Marc Jacobs no ha dudado en defenderse de quienes le acusan exponiendo que si las niñas están en la pasarela es porque sus padres lo permiten. También ha dicho que del mismo modo que hay niños actores y otros que posan en las campañas de moda, debería permitirse que suban a la pasarela.

Antes de presentar su colección había dicho que buscaba mujeres maduras porque se volvían más extravagantes con la edad, pero se ha decantado por niñas.

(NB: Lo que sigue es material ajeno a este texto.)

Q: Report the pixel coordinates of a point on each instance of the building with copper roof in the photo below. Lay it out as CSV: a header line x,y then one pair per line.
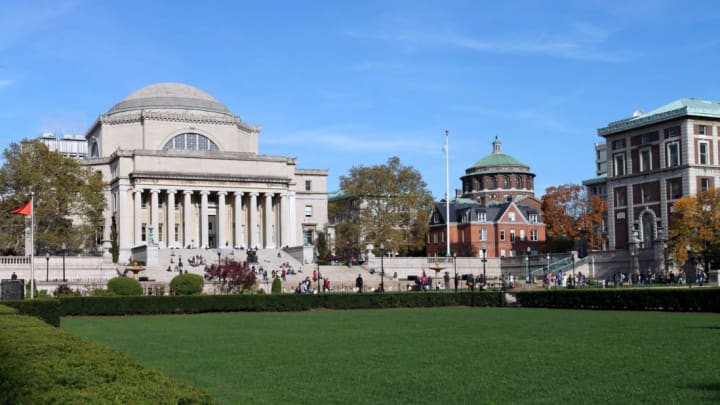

También ha querido dejar claro que él decide como tienen que ser sus desfiles y no permite que le digan como han de ser.

Los que se oponen a esta práctica, como la diseñadora Diane Von Furstenberg o la modelo Sara Ziff, advierten de los peligros que tiene para la salud física y mental de las menores ya que algunas modelos tienen dificultades para mantener el peso y forma que se les pide ya que a medida que avanza su edad el cuerpo cambia y se corre el riesgo de sufrir conductas no saludables de alimentación que conducen a los temidos trastornos alimenticios.

Efectivamente gran parte de la culpa es de los padres de las niñas pero no cabe duda que si no hubiera quien les pagara por ello no podrían llevar a estas niñas a las agencias que las ofrecen a los diseñadores.

Con este nuevo caso, parece que la polémica en torno a la edad mínima para desfilar en las grandes pasarelas internacionales continúa abierta.